Ford Brothers Electric Co., Inc. of Norwood filed suit in the Philadelphia County Court of Common Pleas on Sept. 28 versus Millennial Investment Group, LLC, John Prisk and Michael Boczar, all of Philadelphia.
On June 1, Ford Brothers filed a complaint in Ford Brothers Electrical Co., Inc. v. Brass Castle Building Co., which brought causes of action against Brass Castle for breach of contract, promissory estoppel, unjust enrichment, quantum meruit and violations of the Pennsylvania Contractor and Subcontractor Payment Act.
Ford Brothers’ claims originated from Brass Castle’s failure to pay $253,763.65 for electrical labor, materials and construction services performed by Ford Brothers according to contracts between the parties, and Brass Castle did not answer or otherwise respond to this underlying complaint. On Aug. 7, the Court entered a default judgment against Brass Castle in the amount of $283,767.05.
Prior to the entering of the default judgment, discovery conducted allegedly showed defendants Prisk and Boczar were fraudulently transferring sums out of Brass Castle to hinder, delay or defraud its creditors, including Ford Brothers. Upon information and belief, Prisk and Boczar allegedly used a fictitious entity, “Millennial Investment Group, LLC” to improperly divert funds away from Brass Castle.

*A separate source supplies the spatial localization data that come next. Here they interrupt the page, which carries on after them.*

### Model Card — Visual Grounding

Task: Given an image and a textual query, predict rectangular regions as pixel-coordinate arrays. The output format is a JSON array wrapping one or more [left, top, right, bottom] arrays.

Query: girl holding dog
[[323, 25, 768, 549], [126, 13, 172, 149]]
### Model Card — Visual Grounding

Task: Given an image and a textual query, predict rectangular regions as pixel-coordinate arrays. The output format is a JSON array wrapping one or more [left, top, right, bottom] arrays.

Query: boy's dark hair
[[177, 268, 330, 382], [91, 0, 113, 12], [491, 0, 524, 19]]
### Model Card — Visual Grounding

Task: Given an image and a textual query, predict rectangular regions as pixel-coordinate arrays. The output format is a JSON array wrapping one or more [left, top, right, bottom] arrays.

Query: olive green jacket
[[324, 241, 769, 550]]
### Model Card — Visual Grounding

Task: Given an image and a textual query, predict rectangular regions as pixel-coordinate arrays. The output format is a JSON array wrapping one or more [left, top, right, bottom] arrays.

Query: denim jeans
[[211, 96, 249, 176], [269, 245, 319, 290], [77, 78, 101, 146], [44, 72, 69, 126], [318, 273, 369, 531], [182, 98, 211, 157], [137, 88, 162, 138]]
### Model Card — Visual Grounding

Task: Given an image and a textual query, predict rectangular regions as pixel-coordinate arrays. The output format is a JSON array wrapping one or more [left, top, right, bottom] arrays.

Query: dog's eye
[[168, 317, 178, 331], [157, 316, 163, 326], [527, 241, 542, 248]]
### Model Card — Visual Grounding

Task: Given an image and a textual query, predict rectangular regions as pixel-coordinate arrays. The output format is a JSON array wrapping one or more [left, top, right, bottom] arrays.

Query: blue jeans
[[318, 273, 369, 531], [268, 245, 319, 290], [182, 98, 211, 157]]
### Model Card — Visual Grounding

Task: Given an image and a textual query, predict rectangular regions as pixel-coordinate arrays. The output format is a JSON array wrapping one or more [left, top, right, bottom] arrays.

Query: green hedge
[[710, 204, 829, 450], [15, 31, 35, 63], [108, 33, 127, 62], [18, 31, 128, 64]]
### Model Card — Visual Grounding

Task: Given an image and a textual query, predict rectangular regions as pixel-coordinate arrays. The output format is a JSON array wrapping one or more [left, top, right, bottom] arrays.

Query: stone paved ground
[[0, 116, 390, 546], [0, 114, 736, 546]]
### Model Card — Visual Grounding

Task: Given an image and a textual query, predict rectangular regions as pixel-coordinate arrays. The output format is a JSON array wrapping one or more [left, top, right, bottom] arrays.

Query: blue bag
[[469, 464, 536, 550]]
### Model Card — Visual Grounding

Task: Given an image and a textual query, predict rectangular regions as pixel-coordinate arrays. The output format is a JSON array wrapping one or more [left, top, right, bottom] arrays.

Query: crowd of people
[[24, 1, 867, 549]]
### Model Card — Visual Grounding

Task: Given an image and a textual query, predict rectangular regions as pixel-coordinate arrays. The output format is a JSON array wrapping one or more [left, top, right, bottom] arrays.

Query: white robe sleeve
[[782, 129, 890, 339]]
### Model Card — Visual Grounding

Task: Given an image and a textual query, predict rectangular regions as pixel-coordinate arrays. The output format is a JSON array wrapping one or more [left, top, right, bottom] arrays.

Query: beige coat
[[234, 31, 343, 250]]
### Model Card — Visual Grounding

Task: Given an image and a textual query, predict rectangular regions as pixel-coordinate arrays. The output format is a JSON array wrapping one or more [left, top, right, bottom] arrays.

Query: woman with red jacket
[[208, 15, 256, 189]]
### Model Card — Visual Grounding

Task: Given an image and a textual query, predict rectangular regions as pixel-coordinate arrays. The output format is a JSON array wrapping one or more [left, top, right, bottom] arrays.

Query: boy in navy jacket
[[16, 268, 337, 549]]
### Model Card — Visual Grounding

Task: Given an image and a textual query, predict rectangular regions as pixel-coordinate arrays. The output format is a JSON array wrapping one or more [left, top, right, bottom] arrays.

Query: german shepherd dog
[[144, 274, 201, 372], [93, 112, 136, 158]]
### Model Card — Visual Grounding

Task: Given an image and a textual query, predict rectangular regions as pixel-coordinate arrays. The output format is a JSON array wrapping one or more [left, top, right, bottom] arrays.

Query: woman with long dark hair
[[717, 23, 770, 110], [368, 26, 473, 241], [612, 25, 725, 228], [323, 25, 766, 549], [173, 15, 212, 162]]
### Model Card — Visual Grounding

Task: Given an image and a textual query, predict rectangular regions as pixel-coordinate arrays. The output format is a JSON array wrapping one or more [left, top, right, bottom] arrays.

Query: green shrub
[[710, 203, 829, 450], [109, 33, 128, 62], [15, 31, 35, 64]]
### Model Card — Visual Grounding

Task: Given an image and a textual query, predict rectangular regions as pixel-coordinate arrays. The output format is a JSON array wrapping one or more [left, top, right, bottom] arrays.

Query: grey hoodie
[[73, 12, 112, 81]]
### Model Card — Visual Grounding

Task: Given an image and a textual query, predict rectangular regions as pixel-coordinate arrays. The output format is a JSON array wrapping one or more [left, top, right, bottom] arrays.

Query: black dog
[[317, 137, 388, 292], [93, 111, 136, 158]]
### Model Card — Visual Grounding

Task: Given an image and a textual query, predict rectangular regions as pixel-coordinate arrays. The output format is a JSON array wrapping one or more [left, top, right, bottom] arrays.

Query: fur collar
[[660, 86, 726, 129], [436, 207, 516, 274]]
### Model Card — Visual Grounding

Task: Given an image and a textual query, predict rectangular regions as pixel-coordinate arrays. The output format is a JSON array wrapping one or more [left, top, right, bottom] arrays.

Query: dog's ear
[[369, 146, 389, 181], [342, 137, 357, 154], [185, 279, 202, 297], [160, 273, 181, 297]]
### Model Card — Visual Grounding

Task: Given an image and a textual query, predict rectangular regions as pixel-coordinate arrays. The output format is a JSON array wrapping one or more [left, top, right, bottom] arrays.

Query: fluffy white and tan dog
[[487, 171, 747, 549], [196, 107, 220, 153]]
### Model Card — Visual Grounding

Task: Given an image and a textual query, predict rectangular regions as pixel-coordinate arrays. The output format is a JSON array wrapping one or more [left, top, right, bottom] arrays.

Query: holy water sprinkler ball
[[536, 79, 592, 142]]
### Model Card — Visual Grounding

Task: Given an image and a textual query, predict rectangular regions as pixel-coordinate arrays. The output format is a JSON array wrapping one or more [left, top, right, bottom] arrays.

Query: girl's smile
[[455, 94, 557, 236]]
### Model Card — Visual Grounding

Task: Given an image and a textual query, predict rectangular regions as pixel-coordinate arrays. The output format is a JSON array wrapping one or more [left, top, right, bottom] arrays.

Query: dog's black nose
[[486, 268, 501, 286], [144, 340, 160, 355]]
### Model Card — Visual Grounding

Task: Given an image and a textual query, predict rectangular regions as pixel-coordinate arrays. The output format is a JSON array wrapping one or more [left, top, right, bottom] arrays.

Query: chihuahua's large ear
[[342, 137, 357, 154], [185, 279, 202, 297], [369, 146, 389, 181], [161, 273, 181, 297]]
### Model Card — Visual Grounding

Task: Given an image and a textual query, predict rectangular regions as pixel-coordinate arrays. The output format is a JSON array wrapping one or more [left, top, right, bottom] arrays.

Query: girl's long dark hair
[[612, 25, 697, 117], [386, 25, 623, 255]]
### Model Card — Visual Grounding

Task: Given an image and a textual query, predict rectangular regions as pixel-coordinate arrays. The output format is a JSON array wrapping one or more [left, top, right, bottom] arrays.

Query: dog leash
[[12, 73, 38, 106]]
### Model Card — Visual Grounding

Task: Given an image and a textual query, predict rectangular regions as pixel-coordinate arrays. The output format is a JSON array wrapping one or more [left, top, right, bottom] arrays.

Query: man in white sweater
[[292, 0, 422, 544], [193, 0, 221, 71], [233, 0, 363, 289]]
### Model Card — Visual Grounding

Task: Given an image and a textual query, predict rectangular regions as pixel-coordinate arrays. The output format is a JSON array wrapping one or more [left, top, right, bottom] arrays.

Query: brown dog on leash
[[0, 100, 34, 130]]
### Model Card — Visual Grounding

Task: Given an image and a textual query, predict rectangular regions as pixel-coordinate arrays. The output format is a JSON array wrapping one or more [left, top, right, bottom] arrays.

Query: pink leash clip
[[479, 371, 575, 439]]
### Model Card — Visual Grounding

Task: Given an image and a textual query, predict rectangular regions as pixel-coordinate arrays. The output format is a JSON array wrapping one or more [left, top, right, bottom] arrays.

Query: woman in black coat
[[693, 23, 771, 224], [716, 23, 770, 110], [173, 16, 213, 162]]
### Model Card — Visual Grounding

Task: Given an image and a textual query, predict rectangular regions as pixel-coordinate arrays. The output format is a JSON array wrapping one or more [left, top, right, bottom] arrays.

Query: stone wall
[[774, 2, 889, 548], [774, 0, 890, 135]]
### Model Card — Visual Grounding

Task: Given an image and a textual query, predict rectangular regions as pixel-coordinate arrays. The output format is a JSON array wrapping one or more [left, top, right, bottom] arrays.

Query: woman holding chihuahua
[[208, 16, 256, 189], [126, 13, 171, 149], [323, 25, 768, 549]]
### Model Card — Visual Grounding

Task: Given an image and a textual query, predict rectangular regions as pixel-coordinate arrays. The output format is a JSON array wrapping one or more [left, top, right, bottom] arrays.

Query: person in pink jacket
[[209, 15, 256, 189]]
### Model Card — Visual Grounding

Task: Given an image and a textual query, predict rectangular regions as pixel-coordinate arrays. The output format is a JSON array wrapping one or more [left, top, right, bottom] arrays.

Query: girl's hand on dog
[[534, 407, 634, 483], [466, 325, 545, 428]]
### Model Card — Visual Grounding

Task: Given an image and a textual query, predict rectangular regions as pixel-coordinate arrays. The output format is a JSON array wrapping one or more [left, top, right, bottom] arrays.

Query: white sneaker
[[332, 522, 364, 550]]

On Aug. 6, 2014, defendants filed a certificate of organization for Millennial Investment Group, LLC. But on April 14, 2016, defendants filed a certificate of amendment to change the name of the LLC from “Millennial Investment Group” to “Brass Castle Building Company”.
In other words, “Millennial Investment Group” is simply Brass Castle’s former name, but each name refers to the same entity and the plaintiff claims the defendants use the “Millennial Investment Group” name to avoid Brass Castle’s creditors.
According to the lawsuit, the deliberate effect of Prisk’s and Boczar’s banking practices is that the defendant’s creditors cannot execute on their bank accounts, because they have been denied the funds that were improperly redirected to accounts in the name of “Millennial Investment Group”.
“Further, Prisk’s and Boczar’s scheme to divert funds away from Brass Castle to themselves and Millennial ignores manifold corporate formalities as between themselves, Millennial and Brass Castle,” the suit says.
For counts of fraudulent transfer and piercing the corporate veil, the plaintiff is seeking damages of $283,767.05, plus interest, costs and any further relief that the Court deems just and proper.
The plaintiff is represented by Evan A. Blaker and Carl L. Engel of Cohen Seglias Pallas Greenhall & Furman, in Philadelphia.